Lorsque « Je m’voyais déjà » commence, Aznavour quitte la scène avant de revenir d’un air négligé, la chemise défraîchie, la cravate autour du cou, et le veston sur l’épaule, simulant l’intimité de sa loge. Il chante simplement, tout en s’habillant. Malgré ses efforts dans les jeux de lumière — vestige de ses années aux côtés de Piaf — le public reste silencieux jusqu’à ce qu’un éclat inattendu change soudain la donne.
Un Poids Lourd de la Chanson
Peu à peu, les sièges de la salle commencent à claquer.

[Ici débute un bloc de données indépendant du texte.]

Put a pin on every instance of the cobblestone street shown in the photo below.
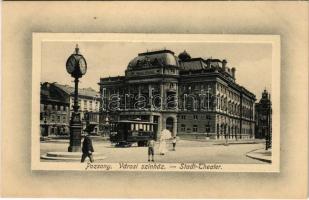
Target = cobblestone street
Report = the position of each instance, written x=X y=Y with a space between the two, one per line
x=186 y=151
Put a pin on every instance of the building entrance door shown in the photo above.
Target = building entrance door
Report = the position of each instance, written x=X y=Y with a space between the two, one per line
x=169 y=124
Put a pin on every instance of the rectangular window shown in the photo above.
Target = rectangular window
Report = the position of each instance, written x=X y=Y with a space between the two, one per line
x=183 y=128
x=195 y=128
x=90 y=105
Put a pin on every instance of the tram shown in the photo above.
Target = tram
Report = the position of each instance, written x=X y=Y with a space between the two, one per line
x=124 y=133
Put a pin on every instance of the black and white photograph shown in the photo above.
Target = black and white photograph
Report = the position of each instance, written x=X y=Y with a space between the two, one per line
x=154 y=99
x=158 y=102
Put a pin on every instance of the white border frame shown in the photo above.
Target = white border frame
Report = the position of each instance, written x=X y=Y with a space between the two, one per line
x=38 y=38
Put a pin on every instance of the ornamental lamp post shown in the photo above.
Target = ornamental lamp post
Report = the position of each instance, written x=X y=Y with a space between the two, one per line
x=76 y=66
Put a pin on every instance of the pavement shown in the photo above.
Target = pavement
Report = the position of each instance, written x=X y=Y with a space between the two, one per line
x=186 y=151
x=260 y=154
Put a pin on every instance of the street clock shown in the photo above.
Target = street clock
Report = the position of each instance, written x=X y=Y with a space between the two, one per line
x=76 y=64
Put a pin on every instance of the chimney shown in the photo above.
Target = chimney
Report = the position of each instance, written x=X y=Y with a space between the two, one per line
x=233 y=72
x=224 y=64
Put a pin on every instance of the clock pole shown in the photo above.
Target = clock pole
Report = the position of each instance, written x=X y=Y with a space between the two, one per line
x=74 y=68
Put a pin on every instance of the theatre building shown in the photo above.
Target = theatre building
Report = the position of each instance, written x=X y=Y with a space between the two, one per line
x=183 y=94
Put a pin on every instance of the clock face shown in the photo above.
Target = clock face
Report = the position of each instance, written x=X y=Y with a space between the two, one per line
x=70 y=65
x=82 y=66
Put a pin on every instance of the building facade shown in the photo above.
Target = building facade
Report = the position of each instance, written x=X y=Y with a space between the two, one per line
x=89 y=102
x=54 y=111
x=263 y=116
x=183 y=94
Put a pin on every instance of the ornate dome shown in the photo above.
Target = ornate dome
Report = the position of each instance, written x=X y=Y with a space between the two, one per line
x=154 y=58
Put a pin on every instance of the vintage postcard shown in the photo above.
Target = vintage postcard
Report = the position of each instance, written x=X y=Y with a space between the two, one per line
x=156 y=102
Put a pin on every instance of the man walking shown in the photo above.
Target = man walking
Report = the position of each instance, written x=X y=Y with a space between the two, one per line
x=174 y=143
x=151 y=144
x=87 y=149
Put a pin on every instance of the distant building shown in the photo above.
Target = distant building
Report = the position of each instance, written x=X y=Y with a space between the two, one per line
x=89 y=102
x=54 y=111
x=263 y=116
x=186 y=95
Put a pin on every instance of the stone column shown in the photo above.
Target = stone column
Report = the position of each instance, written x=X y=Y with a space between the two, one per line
x=162 y=94
x=174 y=127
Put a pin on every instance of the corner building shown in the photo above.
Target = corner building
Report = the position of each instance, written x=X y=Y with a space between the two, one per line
x=183 y=94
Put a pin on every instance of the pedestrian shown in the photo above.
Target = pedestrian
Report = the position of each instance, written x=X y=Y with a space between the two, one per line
x=174 y=143
x=151 y=144
x=87 y=149
x=162 y=146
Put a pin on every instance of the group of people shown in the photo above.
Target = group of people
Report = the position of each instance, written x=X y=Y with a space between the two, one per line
x=165 y=135
x=87 y=148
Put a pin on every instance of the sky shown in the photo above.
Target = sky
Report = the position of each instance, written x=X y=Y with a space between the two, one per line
x=253 y=61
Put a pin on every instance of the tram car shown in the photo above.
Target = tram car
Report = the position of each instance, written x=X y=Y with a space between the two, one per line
x=124 y=133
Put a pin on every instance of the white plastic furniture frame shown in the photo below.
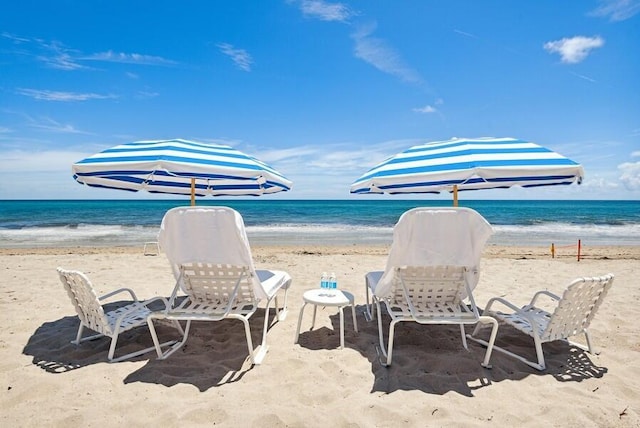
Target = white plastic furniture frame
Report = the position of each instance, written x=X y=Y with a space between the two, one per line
x=214 y=292
x=328 y=297
x=92 y=315
x=431 y=295
x=572 y=315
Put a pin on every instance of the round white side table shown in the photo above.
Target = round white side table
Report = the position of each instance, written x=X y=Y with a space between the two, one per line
x=328 y=297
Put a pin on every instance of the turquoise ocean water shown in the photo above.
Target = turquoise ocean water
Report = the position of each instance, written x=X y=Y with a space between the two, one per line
x=65 y=223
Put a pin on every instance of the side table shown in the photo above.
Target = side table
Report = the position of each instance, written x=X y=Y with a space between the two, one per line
x=328 y=297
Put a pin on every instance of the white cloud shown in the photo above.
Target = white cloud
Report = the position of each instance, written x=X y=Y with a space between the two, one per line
x=48 y=124
x=630 y=175
x=128 y=58
x=240 y=57
x=617 y=10
x=378 y=53
x=146 y=94
x=326 y=11
x=582 y=76
x=426 y=109
x=47 y=95
x=575 y=49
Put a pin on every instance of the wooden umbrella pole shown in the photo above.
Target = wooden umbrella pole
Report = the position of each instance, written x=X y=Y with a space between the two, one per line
x=193 y=192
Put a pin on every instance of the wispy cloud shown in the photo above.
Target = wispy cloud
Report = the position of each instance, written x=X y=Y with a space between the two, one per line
x=240 y=57
x=55 y=54
x=582 y=76
x=128 y=58
x=575 y=49
x=326 y=11
x=617 y=10
x=379 y=54
x=464 y=33
x=47 y=95
x=144 y=95
x=48 y=124
x=426 y=109
x=429 y=108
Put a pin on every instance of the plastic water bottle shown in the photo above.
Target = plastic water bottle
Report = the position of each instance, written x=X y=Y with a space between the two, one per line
x=324 y=281
x=332 y=281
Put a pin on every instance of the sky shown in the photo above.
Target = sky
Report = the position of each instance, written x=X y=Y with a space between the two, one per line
x=320 y=90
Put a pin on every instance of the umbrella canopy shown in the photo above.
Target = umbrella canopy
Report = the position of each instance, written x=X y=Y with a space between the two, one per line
x=469 y=164
x=179 y=167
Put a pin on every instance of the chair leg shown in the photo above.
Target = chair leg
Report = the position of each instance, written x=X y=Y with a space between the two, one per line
x=464 y=337
x=541 y=364
x=175 y=345
x=369 y=311
x=300 y=322
x=492 y=338
x=260 y=353
x=385 y=359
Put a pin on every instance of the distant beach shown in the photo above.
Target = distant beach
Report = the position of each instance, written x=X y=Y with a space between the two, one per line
x=66 y=223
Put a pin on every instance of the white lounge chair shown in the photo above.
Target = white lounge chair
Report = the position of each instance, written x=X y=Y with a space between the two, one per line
x=93 y=316
x=211 y=259
x=432 y=267
x=572 y=315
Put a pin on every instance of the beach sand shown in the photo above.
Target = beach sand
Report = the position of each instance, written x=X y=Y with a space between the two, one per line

Au début, Aznavour pense que les gens s’en vont. Mais en revenant sur scène, il découvre le public debout et applaudissant. Ce moment bouleverse sa carrière. Selon les témoignages, le succès se matérialise instantanément lorsque les projecteurs éclairent le public, qui se lève en ovation.
Les critiques n’ont d’autre choix que de reconnaître son triomphe. Claude Sarraute note des chansons dignes de celles de Brassens et Trenet. Paul Carrière du « Figaro » admet avec une pointe de sarcasme le talent d’Aznavour, surtout auprès d’un public féminin. Agnès Navarre des « Lettres françaises » souligne que son talent d’acteur au cinéma transparaît dans ses prestations musicales. Peu de temps avant, Aznavour brillait déjà au cinéma dans « Tirez sur le pianiste » de François Truffaut, bien que son apparence le rende nerveux : il plaisante qu’à cause de sa voix, on ne peut que « tirer dessus ».
Dans les années qui suivent, Aznavour commence régulièrement ses spectacles avec cette mise en scène faisant référence à ses débuts moins fortunés. Même au sommet de sa carrière, en 1976 à l’Olympia et malgré des problèmes fiscaux, il remercie ce morceau qui a transformé sa vie. Il parvient même à changer les paroles, montrant que le Tout-Paris ne l’intimide plus — signe que le 12 décembre 1960, il a démontré son talent irrésistiblement.